Empty promises

1:58 PM

Empty promises somehow correlates with selfishness.


Conversations with traces of demotivated tones and self-degrading words.

What are there to say besides 'Sorry, I shouldn't have put hopes."

Why are there even hopes anyway? 

Disappointment.

Lesson learnt. You can't change another person but you can only change yourself.

If you don't even have the will to start with, how could you even change for the better.

Instead of both parties change for the better, it all ends up with only one party changing to adapt the current situation. 

They said people can change because of love.

Doesnt really fit this situation though. Or maybe there isn't enough love?

Is it my fault?

What are the chances it isn't my fault. Of course it is. 

I hate myself being so ambitious. No one around me could keep up and I'm down to being alone again and again. It's okay. I'm used to it. First few times I was crying and given up, but then later, its just a routine.

I don't even want a partner that could strive with me anymore, just someone that could support me will do. 

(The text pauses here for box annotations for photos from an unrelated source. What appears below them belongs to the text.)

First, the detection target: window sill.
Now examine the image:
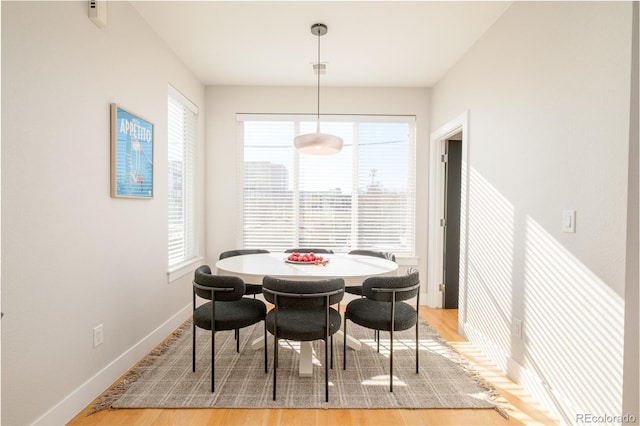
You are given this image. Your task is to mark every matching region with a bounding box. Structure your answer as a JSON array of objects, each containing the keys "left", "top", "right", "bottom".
[{"left": 167, "top": 257, "right": 202, "bottom": 284}]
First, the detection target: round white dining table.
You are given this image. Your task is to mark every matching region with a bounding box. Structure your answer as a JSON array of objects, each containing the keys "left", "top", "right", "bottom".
[{"left": 216, "top": 252, "right": 398, "bottom": 376}]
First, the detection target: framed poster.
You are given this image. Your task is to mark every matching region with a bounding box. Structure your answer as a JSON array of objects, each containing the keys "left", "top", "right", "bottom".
[{"left": 111, "top": 104, "right": 153, "bottom": 199}]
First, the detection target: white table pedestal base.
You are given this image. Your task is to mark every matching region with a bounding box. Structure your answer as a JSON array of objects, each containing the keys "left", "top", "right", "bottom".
[{"left": 251, "top": 330, "right": 362, "bottom": 377}]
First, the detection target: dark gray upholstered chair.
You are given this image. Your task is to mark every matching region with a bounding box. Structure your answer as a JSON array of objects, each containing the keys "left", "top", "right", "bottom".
[
  {"left": 218, "top": 249, "right": 269, "bottom": 299},
  {"left": 344, "top": 250, "right": 396, "bottom": 296},
  {"left": 262, "top": 276, "right": 344, "bottom": 402},
  {"left": 192, "top": 265, "right": 267, "bottom": 392},
  {"left": 284, "top": 248, "right": 333, "bottom": 254},
  {"left": 343, "top": 268, "right": 420, "bottom": 392}
]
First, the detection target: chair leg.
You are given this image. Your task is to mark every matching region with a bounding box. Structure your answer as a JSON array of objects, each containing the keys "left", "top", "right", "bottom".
[
  {"left": 342, "top": 316, "right": 347, "bottom": 370},
  {"left": 191, "top": 322, "right": 196, "bottom": 372},
  {"left": 273, "top": 336, "right": 278, "bottom": 401},
  {"left": 211, "top": 327, "right": 216, "bottom": 392},
  {"left": 416, "top": 316, "right": 420, "bottom": 374},
  {"left": 389, "top": 327, "right": 393, "bottom": 392},
  {"left": 331, "top": 334, "right": 333, "bottom": 370},
  {"left": 263, "top": 320, "right": 268, "bottom": 373},
  {"left": 324, "top": 335, "right": 333, "bottom": 402}
]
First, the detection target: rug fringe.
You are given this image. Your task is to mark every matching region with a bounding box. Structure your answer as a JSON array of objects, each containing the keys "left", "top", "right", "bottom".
[
  {"left": 87, "top": 318, "right": 191, "bottom": 416},
  {"left": 87, "top": 318, "right": 509, "bottom": 419}
]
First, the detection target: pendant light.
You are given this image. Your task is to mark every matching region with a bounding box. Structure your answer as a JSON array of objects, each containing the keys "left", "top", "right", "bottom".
[{"left": 293, "top": 24, "right": 343, "bottom": 155}]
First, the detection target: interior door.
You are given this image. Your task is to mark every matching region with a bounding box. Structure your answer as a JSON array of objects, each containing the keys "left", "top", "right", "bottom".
[{"left": 442, "top": 139, "right": 462, "bottom": 309}]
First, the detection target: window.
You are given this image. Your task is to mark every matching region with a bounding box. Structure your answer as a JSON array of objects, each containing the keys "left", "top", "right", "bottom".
[
  {"left": 167, "top": 87, "right": 198, "bottom": 268},
  {"left": 238, "top": 114, "right": 415, "bottom": 256}
]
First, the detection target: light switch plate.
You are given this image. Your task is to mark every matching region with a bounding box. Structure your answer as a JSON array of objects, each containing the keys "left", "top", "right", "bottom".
[{"left": 562, "top": 210, "right": 576, "bottom": 232}]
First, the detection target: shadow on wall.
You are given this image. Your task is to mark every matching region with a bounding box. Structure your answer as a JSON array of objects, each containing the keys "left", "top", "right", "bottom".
[
  {"left": 524, "top": 217, "right": 624, "bottom": 423},
  {"left": 461, "top": 169, "right": 624, "bottom": 424}
]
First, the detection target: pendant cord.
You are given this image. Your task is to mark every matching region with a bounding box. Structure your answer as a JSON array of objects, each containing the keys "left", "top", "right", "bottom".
[{"left": 317, "top": 29, "right": 320, "bottom": 124}]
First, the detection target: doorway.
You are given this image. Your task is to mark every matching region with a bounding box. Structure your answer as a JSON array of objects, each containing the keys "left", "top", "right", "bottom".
[
  {"left": 427, "top": 112, "right": 469, "bottom": 318},
  {"left": 440, "top": 133, "right": 462, "bottom": 309}
]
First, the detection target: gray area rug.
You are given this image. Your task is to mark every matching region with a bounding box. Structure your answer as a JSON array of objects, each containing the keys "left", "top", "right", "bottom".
[{"left": 94, "top": 320, "right": 495, "bottom": 412}]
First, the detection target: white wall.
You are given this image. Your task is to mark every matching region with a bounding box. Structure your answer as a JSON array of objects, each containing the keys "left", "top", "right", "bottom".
[
  {"left": 2, "top": 1, "right": 205, "bottom": 425},
  {"left": 205, "top": 86, "right": 429, "bottom": 290},
  {"left": 431, "top": 2, "right": 637, "bottom": 423}
]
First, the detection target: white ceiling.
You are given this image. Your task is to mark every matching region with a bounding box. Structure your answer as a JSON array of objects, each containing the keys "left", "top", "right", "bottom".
[{"left": 132, "top": 1, "right": 511, "bottom": 87}]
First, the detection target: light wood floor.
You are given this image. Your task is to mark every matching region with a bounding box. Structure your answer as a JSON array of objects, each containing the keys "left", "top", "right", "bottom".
[{"left": 68, "top": 307, "right": 557, "bottom": 426}]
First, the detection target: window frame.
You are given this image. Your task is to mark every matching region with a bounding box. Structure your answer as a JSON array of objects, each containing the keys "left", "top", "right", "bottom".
[
  {"left": 236, "top": 113, "right": 417, "bottom": 258},
  {"left": 167, "top": 85, "right": 200, "bottom": 282}
]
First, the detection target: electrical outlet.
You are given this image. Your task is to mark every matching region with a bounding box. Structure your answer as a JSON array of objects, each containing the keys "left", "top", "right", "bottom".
[
  {"left": 513, "top": 318, "right": 522, "bottom": 339},
  {"left": 93, "top": 324, "right": 104, "bottom": 348}
]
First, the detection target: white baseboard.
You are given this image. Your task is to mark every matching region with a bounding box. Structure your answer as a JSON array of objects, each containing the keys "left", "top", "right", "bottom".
[{"left": 32, "top": 304, "right": 193, "bottom": 426}]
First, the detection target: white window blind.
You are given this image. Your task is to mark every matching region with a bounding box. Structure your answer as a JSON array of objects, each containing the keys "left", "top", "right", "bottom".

"Sorry for disappointing you." 

It's okay. You didn't disappoint me. I disappointed myself. 

It's okay. You're not the first one that said so. I can assure you everyone in this world had said that before to me. Even the closest ones. From best friends to roommates to group members. People from the past and I'm sure to the people in the future. To everyone, in fact.

It's a lesson I'll never learn properly because I'll always have hope and expectations. Getting hurt repeatedly is fine. Losing people here and there because of my aggressiveness and not wanting to disappoint others has been natural.  

So, really. Don't need to apologize for disappointing me. 

I'll change.

So that I won't lose you.

I'm tired of losing people I love and care for.